DIY Hanging Picture Collage {Mountain Wedding Photographer}

As promised last week when I share what my work space looks like as a mountain wedding photographer, today, I wanted to share with you how my husband and I created this DIY hanging collage. You can see my workspace and DIY door desk here: www.searchingforthelight.com/blog/2016/3/31/diy-door-desk-diy-picture-collage-my-workspace-mountain-wedding-photographer

When thinking of a hanging picture collage we wanted something that would allow us to hang a lot of pictures without taking upa lot of space. We also wanted photos to be out of reach of our toddler daughter and a system that allowed us to change out the photos frequently. We also wanted something affordable.

We saw a million ideas for different size frames and unique collages but let's be honest frames for 25+ photos are expensive. Also, if you want to change photos out frequently like we do it is annoying to take everything down and figure out which photos looks best next to each other.

After searching Pinterest for ideas I left my husband to design something. He brilliantly came up with this design of a spare 2x4 with hanging twine which I adore! I love how easily I can change photos out, hang notes from my clients, and even fun promo material I've designed.

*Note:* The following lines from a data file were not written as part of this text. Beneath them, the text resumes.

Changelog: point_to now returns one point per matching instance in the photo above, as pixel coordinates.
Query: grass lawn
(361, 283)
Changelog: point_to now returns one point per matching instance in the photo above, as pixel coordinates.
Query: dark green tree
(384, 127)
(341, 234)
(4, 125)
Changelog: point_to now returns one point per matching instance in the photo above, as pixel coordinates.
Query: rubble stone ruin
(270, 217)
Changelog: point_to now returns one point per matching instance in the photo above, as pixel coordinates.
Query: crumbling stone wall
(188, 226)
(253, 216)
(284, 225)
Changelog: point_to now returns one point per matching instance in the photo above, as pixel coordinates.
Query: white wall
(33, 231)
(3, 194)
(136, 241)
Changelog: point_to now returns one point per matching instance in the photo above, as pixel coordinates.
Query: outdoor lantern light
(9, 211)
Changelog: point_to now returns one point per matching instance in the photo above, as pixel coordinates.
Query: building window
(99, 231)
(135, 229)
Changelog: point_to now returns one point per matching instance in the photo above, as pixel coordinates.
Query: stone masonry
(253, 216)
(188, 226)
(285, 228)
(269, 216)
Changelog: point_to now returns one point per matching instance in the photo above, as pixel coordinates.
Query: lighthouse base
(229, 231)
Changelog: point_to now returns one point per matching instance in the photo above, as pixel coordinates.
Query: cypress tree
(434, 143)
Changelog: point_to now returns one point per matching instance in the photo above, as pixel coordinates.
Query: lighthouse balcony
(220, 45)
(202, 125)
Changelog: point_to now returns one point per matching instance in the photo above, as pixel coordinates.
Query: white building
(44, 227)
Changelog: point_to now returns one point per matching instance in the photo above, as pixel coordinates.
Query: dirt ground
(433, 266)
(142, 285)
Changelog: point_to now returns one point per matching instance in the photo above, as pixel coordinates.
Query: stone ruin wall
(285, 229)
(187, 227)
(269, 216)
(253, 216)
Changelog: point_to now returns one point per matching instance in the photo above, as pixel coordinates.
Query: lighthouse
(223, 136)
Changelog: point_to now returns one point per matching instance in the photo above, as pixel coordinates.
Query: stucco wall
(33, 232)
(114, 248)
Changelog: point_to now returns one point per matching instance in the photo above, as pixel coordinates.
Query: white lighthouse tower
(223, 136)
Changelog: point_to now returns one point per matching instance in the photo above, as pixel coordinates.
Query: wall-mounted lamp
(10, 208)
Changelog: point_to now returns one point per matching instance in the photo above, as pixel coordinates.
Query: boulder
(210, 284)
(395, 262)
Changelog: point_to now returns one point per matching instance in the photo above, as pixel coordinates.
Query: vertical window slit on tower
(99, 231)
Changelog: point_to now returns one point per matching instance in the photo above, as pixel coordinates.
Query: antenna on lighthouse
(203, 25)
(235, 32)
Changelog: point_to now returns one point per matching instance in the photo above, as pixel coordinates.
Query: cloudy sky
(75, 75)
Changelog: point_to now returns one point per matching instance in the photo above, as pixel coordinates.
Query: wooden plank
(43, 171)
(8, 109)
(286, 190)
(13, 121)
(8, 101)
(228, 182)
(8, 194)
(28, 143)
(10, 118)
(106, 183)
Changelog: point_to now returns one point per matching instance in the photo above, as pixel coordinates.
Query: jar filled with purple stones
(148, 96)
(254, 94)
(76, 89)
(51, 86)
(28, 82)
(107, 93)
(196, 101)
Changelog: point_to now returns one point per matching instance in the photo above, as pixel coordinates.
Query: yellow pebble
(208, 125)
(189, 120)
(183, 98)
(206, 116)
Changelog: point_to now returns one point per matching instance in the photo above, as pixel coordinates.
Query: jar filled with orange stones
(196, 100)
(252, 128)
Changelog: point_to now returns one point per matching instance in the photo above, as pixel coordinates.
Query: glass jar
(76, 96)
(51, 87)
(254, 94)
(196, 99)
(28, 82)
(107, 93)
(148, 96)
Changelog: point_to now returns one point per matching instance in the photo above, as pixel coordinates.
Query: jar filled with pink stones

DIY Hanging Collage Instructions

Materials

  • 2x4 or scrap piece of wood
  • Sandpaper or electric sander
  • Pencil
  • Yardstick Ruler 
  • Electric Screwdriver
  • Hammer
  • Masonry nails or flat headed nails less than an 1” long but not smaller than ½”
  • Twine or string of your choice/color 5-10 yards 
  • Clothes pins
  • Hot glue 
  • Hot glue gun
  • Stain or paint
  • 3 Long heavy weight flat head screws 1.25” or longer
  • 25-30 clothes pins

Instructions

  1. Sand down your spare piece of wood 
  2. Laying your piece of wood flat with the thickest base up. Measure up from the bottom to the center of your 2x4 which should be 2 inches. With a long ruler and your pencil draw a straight line from left to right making a temporary center line.
  3. Starting at the left side of the wood measuring along the centerline measure 2”  and mark an X along your center line. Continue until you have 25 X markings.
  4. Half an inch below your center line measure out three spots for your screws. Mark with an circle. Starting from the left mark a circle at 5” and 26.5” Then from the right side of the wood mark a circle 5” to the left. You should have three circle markings one neither the left and right edges of the wood and one in the center.
  5. With your screwdriver drill your three screws in the circle markings all the way through the wood. 
  6. Remove screws and set aside.
  7. Gather your nails and hammer just enough in the X markings to leave an indent but not have the nail completely inside the wood.
  8. Remove nails so an intent is left.
  9. Clean and prepare for stain or paint.
  10. Paint or stain following products instructions, apply second coat if necessary.
  11. Once your wood is completely dry hammer your nails through the wood leaving a half a centimeter or small gap for the twine or string to tie around the nail. 
  12. Pre-heat your hot glue gun.
  13. With your twine double knot one end around your first nail and measure down to the length you desire for your first photo. Cut twine there. Trim excess ends by the nail. Repeat, adding varying lengths to your collage. 
  14. Hot glue the twine to the inside of the handles of your clothes pin so a photo can be pinched at the bottom of the clothes pin. Repeat on all your hanging twine.
  15. Place your collage on the wall: With your screwdriver and screws start screwing with the center screw. Screw in so it will hang but not tight enough you cannot adjust. Use a level to make sure your collage hangs level before. Screw in your two side screws. Use a level again to make sure its straight. Once level tighten all screws securely into a wall.
  16. Hang your pictures and curate your own art or memory wall!
  17.  Alterations: You can use larger or smaller spacing for your photos if you want to use smaller or larger photos. We use 4x6 photos for my collage.